Интересное наблюдение о человеческой ориентации на текст находим у такого многостороннего лингвиста, как И. А. Бодуэн де Куртене: «Усвоение письма ослабляет память на акустически воспринимаемые и акустически передаваемые явления. (. ) Память грамотного человека регрессирует и уже не может обойтись без помощи чтения и письма. (. ) Я, например, принадлежу к числу грамотных и когда хочу представить себе что-либо, мыслимое с помощью языка, то как бы вижу перед глазами написанные слова и фразы. Как я представлял себе то же в детстве, до того, как обучился грамоте, – я уже не могу вспомнить. По всей вероятности, я вообще не делал попыток в этом направлении» [Бодуэн де Куртене 1963: 331].
Можно предположить, что эта концептуальная презумпция отображения мира, в том числе и слышимого, только в графическом пространстве изначальна[18]
. Во всяком случае, интересно заметить некоторую эволюцию верификационных установок у литературоведов. В принципе, ранее, если стоял вопрос о влиянии одного автора на другого или – уже – о влиянии произведения одного автора на произведение другого автора, метод верификации состоял в обнаружении (попытках обнаружить) книги (книгу) автора А у автора Б и, желательно, еще с пометками автора Б «на полях». Между тем, каждый человек, в том числе и филолог, понимает, какую огромную часть получаемой им информации вообще он получает именно из устного и нигде не зафиксированного общения. Упомянутая эволюция, или методический сдвиг, состоит сейчас в том, что гораздо большее внимание уделяется дневникам, письмам, путевым заметкам писателей – с надеждой найти там следы все той же полученной им информации.Можно предположить, однако, что за этой установкой на письменную оболочку языка стоит желание (или надежда?) видеть в ней некую опору, уверенность в том, что мы видим мир и язык таковыми, каковы они суть. На самом деле метаотображение языка не всегда столь всеобъемлюще, как наше же его понимание. Известно, в частности, что интонационный поток многоканален и передает сразу самую разнообразную информацию, тогда как самые совершенные средства современной экспериментальной фонетики отобразить могут только три его измерения или же – разбить этот поток в виде нескольких информационных лент.

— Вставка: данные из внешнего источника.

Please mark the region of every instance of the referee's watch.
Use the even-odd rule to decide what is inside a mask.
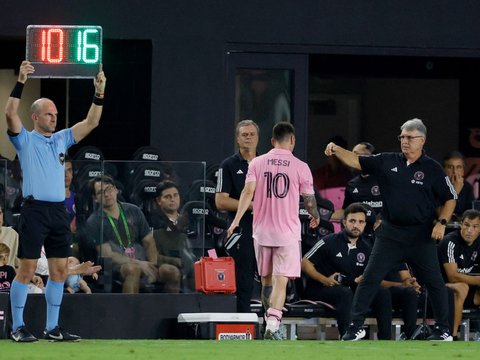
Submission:
[[[447,219],[438,219],[438,222],[442,224],[443,226],[447,225]]]

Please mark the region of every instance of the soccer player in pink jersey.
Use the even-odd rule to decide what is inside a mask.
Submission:
[[[253,199],[253,241],[262,287],[272,287],[265,339],[281,340],[279,331],[289,278],[301,271],[300,195],[312,216],[310,227],[320,223],[313,179],[306,163],[293,154],[295,129],[281,122],[273,127],[273,149],[254,158],[248,167],[230,236]]]

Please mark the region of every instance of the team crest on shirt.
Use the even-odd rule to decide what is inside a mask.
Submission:
[[[357,254],[357,266],[363,266],[364,262],[365,262],[365,254],[364,253],[358,253]]]
[[[318,232],[320,233],[321,236],[325,236],[330,234],[330,231],[328,229],[325,229],[324,227],[319,227]]]
[[[378,196],[380,195],[380,188],[378,187],[378,185],[374,185],[370,189],[370,192],[372,193],[373,196]]]
[[[412,184],[418,184],[418,185],[423,185],[422,180],[425,178],[425,174],[423,171],[417,171],[415,174],[413,174],[413,179]]]

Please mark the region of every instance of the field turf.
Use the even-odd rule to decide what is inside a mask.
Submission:
[[[480,342],[82,340],[18,344],[0,340],[0,359],[335,360],[479,359]]]

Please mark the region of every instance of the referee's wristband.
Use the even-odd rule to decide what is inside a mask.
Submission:
[[[95,104],[95,105],[98,105],[98,106],[103,106],[103,101],[104,101],[104,95],[101,94],[95,94],[95,96],[93,97],[93,100],[92,102]]]
[[[12,92],[10,93],[10,97],[21,99],[22,98],[22,91],[23,91],[24,86],[25,86],[24,83],[21,83],[20,81],[17,81],[17,83],[15,84],[15,87],[13,88]]]

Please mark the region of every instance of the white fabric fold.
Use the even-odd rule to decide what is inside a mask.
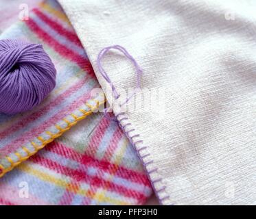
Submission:
[[[135,146],[163,204],[255,204],[256,2],[59,2],[109,101],[96,60],[113,44],[143,69],[143,89],[161,91],[150,110],[137,100],[125,123],[143,141]],[[117,90],[135,87],[121,54],[103,62]]]

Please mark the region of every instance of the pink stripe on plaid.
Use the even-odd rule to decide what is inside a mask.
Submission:
[[[13,205],[22,203],[25,205],[47,205],[49,203],[42,201],[29,194],[30,198],[24,198],[19,196],[19,192],[15,187],[8,185],[1,182],[0,183],[0,196],[5,202],[11,203]]]
[[[0,132],[0,139],[8,137],[12,134],[14,132],[17,131],[23,127],[27,126],[34,120],[40,118],[42,116],[47,114],[52,108],[60,104],[62,101],[69,96],[72,93],[80,89],[88,80],[88,77],[84,77],[82,80],[79,81],[78,83],[72,86],[71,88],[65,90],[62,94],[57,96],[56,99],[47,103],[43,108],[39,106],[38,109],[36,112],[33,112],[32,114],[28,114],[27,116],[22,118],[21,120],[18,121],[15,124],[13,124],[11,127]]]
[[[88,72],[91,76],[95,77],[91,63],[84,57],[76,54],[73,51],[60,44],[56,40],[51,38],[47,32],[39,27],[32,18],[25,21],[25,23],[30,29],[36,33],[39,38],[43,39],[50,47],[54,48],[61,55],[76,63],[82,69]]]
[[[52,146],[53,145],[54,146]],[[86,151],[86,154],[82,155],[73,149],[65,146],[63,144],[55,142],[49,143],[45,149],[66,158],[72,159],[85,165],[86,167],[91,166],[109,173],[113,173],[113,170],[116,170],[115,175],[117,176],[150,187],[150,183],[144,174],[111,164],[108,161],[100,161],[88,155],[87,151]]]
[[[69,115],[70,112],[74,111],[79,107],[82,106],[86,100],[90,97],[91,92],[85,94],[84,96],[80,97],[78,99],[74,101],[69,105],[68,105],[65,109],[62,109],[61,112],[56,114],[54,116],[51,117],[47,123],[42,124],[40,126],[38,127],[33,130],[27,131],[23,133],[23,136],[20,137],[19,139],[16,139],[12,141],[10,144],[8,144],[3,149],[3,155],[11,153],[14,150],[17,149],[21,145],[27,142],[27,139],[32,139],[34,136],[38,136],[41,133],[49,129],[51,125],[56,124],[58,121],[60,120],[62,118],[65,118],[67,115]]]
[[[71,42],[75,43],[78,46],[83,49],[80,41],[79,40],[75,31],[71,31],[69,29],[65,29],[57,22],[51,20],[47,15],[45,15],[43,12],[40,11],[38,8],[33,10],[33,12],[40,18],[42,21],[47,23],[52,29],[55,29],[60,35],[65,36]]]

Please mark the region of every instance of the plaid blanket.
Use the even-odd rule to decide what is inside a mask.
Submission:
[[[90,96],[99,85],[59,5],[43,2],[29,20],[14,24],[0,38],[42,44],[58,72],[57,86],[43,104],[18,116],[0,115],[0,174],[43,148],[0,179],[0,203],[144,203],[152,193],[150,182],[124,134],[100,114],[87,117],[102,101]]]

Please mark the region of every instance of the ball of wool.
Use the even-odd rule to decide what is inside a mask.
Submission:
[[[43,46],[0,40],[0,113],[15,114],[38,105],[54,88],[56,70]]]

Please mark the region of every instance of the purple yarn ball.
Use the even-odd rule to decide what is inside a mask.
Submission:
[[[41,44],[0,40],[0,113],[15,114],[38,105],[54,88],[56,75]]]

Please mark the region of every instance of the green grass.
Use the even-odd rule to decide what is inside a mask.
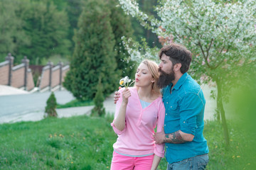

Эти идеи подводят нас к общим положениям соотношения метаотображения, эмпирической реальности и интуиции.
И «мелкие словечки», и интонация снабжают высказывание таким большим дополнительным к лексико-грамматическому составу количеством информации, что современная лингвистика как «нормальная наука» передать это практически не может. Мне уже приходилось писать о том, как в эпоху советской цензуры [Николаева 2002] слушатели «бардовских» песен и даже вполне серьезной музыки находили в мелодиях некие «закодированные», но всем понятные политические намеки. При этом «этого же» у других исполнителей той же музыки или тех же песен не было. Точно также иногда люди, входя в комнату, ощущают нечто: приятное? странное? опасное?, чего объяснить на основе правил не могут. Если вернуться опять к книге Т. Куна [Кун 1975: 241], то в заключительных главах (Дополнение 1969 года) он пишет о «неявном знании» и интуиции как о проверенных и «находящихся в общем владении научной группы принципах, которые она успешно использует, а новички приобщаются к ним благодаря тренировке, представляющей неотъемлемую часть их подготовки к участию в работе научной группы». Приведу некоторые примеры из исследований лингвистов-коллег.
Владимира Николаевича Топорова как ученого отличала интуиция, доходящая почти до визионерства. Он был Мастером в старинном средневековом смысле (недаром и писал о Мастере Экхардте). Его работа об античных Музах, которых он доводит, реконструируя, до полевых мышей Малой Азии, кажется несколько неожиданной [Топоров 1977]. Однако два взрослых русских поэта пишут: «Музы, рыдать перестаньте» (Н. Гумилев) и «Я так боюсь рыданья аонид» (О. Мандельштам). Откуда этот страх? Как кажется, это элементарная человеческая реакция отталкивания от неприятного писка мышей. Другой пример. А. Б. Пеньковский пишет о «Нине», роковой, страстной, ломающей жизнь героине русской литературы первой трети XIX века, но – почти не существующей [Пеньковский 2003]. Но спустя полтораста лет мы слышим в «блатной песне»: «Сегодня Нинка соглашается, / Сегодня жизнь моя решается… А если Нинка не капризная, / Распоряжусь своею жизнью я!» Полувиртуальная Нина сохранила свою сущность.